Thomas Lee Hutcheson
Dec 20 2021 at 5:31pm
Well FDA dud “drag its feet.” It could have speeded up things with human challenge trials and generally its cost benefit analyses not seem to account for either the external value of the vaccine to the people who do not get infected becasue of the receiver does not transmit or the time cost of the very approval procedures. In addition it dragged its feet on approving rapid screening tests which allow people to self isolate on actual infection not on exposure.
Thomas Lee Hutcheson
Dec 20 2021 at 5:22pm
Good (hardly novel) advice, but it leaves out the positive externality that one confers on others by not infecting whether through vaccination, distancing, frequent testing-isolation or other precautions.
steve
Dec 20 2021 at 7:36pm
We did not know then and largely still dont know how to protect older people, the immunocompromised, etc. We really dont have a model outside of heroic measures at some nursing homes where this has been done successfully. What we mostly see is that older people continue to make up most of the deaths. I guess I could amend that to say we dont know how or are unwilling to do it. Either way, this was also true in 2020. I dont know if you were reading WHO and CDC recommendations back in 2020 but they were advocating that we find ways to protect the at risk population.
Steve
Don Boudreaux
Dec 21 2021 at 4:52pm
Steve,
In opposition to the Focused Protection advocated in the Great Barrington Declaration – and, presumably, endorsed also by David Henderson – you again insist that “We did not know then [October 2020] and largely still don’t know how to protect older people, the immunocompromised, etc.”

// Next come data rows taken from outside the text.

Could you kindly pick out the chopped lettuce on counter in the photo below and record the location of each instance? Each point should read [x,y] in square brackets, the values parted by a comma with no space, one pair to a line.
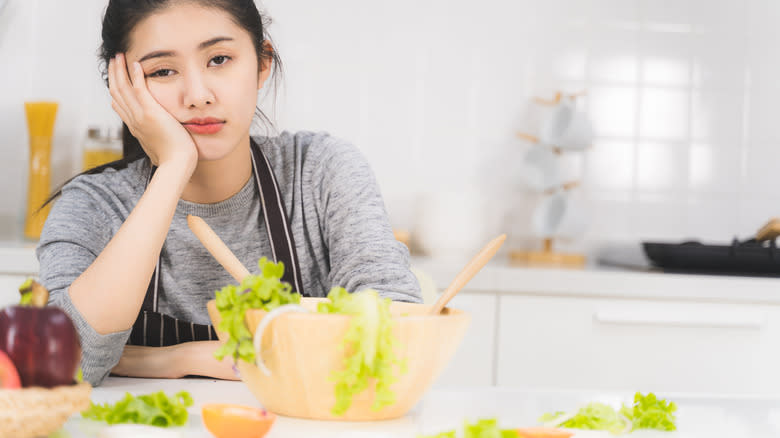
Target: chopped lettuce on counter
[483,428]
[650,412]
[266,291]
[156,409]
[370,347]
[647,412]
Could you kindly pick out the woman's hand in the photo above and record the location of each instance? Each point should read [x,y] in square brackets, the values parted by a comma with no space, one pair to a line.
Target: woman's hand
[163,138]
[189,358]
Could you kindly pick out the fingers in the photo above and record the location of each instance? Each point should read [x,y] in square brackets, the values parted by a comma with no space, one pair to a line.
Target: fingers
[125,88]
[117,102]
[139,84]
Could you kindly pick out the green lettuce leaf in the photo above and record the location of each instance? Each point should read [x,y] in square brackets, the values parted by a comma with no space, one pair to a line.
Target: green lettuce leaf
[483,428]
[594,416]
[369,345]
[650,412]
[647,412]
[265,291]
[154,409]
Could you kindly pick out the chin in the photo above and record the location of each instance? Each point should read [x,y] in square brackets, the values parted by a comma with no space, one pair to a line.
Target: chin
[212,149]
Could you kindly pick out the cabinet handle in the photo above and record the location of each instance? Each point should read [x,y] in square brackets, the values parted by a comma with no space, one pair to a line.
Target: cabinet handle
[719,320]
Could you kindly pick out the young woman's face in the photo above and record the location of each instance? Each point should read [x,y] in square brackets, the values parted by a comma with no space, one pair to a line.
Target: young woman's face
[201,67]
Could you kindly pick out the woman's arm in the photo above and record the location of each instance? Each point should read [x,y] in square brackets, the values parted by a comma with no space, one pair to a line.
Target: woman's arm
[189,358]
[126,264]
[363,250]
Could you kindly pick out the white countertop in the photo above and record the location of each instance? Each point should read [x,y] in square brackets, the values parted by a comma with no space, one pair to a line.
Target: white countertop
[440,410]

And so I again remind you that the Declaration’s three eminent co-authors – Jay Bhattacharya of Stanford, Sunetra Gupta of Oxford, and Martin Kulldorffof Harvard – did indeed offer details on what Focused Protection would look like. The fact that these measures would not have worked perfectly and with 100 percent certainty is true. It’s also irrelevant because no measures to achieve any desirable outcome work perfectly and with 100 percent certainty.
But allow me to offer my own proposal – one that I believe would work quite well – for how we might carry out Focused Protection: Give all vulnerable people hazmat suits to wear, and require negative Covid tests of any and all persons who might come near vulnerable people during those times when the hazmat suits aren’t being worn.

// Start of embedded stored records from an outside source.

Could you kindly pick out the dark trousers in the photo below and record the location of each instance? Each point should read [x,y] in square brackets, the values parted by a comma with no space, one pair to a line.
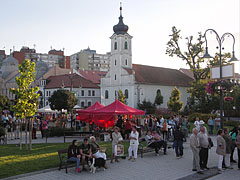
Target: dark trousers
[233,148]
[179,148]
[238,158]
[210,129]
[203,154]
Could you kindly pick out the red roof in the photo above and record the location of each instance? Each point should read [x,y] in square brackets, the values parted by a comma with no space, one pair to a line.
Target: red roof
[85,115]
[160,76]
[94,76]
[69,80]
[188,72]
[118,107]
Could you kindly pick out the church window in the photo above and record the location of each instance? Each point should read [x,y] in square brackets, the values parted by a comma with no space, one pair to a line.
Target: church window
[126,94]
[125,45]
[106,94]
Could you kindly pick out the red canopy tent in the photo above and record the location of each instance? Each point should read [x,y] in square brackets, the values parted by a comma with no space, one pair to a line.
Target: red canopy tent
[86,114]
[105,117]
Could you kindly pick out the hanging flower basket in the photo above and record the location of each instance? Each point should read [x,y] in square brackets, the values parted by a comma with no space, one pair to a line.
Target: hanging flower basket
[228,98]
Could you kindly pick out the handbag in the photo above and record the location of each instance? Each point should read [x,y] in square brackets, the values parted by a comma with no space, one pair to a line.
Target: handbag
[210,143]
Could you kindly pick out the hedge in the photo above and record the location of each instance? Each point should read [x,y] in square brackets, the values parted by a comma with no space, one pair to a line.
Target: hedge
[57,131]
[204,117]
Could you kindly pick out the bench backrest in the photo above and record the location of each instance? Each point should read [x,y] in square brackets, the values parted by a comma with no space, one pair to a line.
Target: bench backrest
[62,154]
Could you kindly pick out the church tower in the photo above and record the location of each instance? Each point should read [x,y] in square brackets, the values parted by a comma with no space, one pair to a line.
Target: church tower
[121,47]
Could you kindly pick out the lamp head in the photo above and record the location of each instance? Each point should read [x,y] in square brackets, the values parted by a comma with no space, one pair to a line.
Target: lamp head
[233,59]
[206,55]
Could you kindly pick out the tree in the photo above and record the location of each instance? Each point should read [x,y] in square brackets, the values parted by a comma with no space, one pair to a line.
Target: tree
[62,99]
[4,102]
[27,101]
[121,97]
[147,106]
[175,103]
[159,98]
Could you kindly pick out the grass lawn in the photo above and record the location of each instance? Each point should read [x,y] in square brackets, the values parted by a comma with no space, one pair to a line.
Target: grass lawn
[43,156]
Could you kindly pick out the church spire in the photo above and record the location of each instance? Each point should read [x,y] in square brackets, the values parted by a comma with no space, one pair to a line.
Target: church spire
[120,28]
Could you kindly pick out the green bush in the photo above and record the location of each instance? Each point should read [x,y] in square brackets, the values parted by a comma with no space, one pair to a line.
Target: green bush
[204,117]
[231,123]
[57,131]
[2,131]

“Outlandish! Ridiculous! Absurd!” you’ll cry. “That’s not only impractical; it’s also dehumanizing!”
Really? Compared to what? Compared to lockdowns and school closures – compared to the terrible consequences of indefinitely severing countless, complex webs of commercial, familial, and social relationships – my hazmat-suit proposal is downright mundane and highly doable.
The relevant comparison for any Focused Protection measures (including my hazmat-suit proposal) is not to life as it was up through 2019. Instead, it’s to a world indefinitely locked down or under the threat of lockdown; it’s to a bizarro world filled with deep distress, depressing isolation, unprecedented uncertainty, and terrible tyranny. I submit that by this comparison, Focused Protection (again, even including a measure as extreme and disagreeable as my hypothetical hazmat-suit proposal) is far more practical and acceptable – and far more humane – than are the cruel measures, as ludicrous as they are odious, that most of humanity has suffered since early 2020.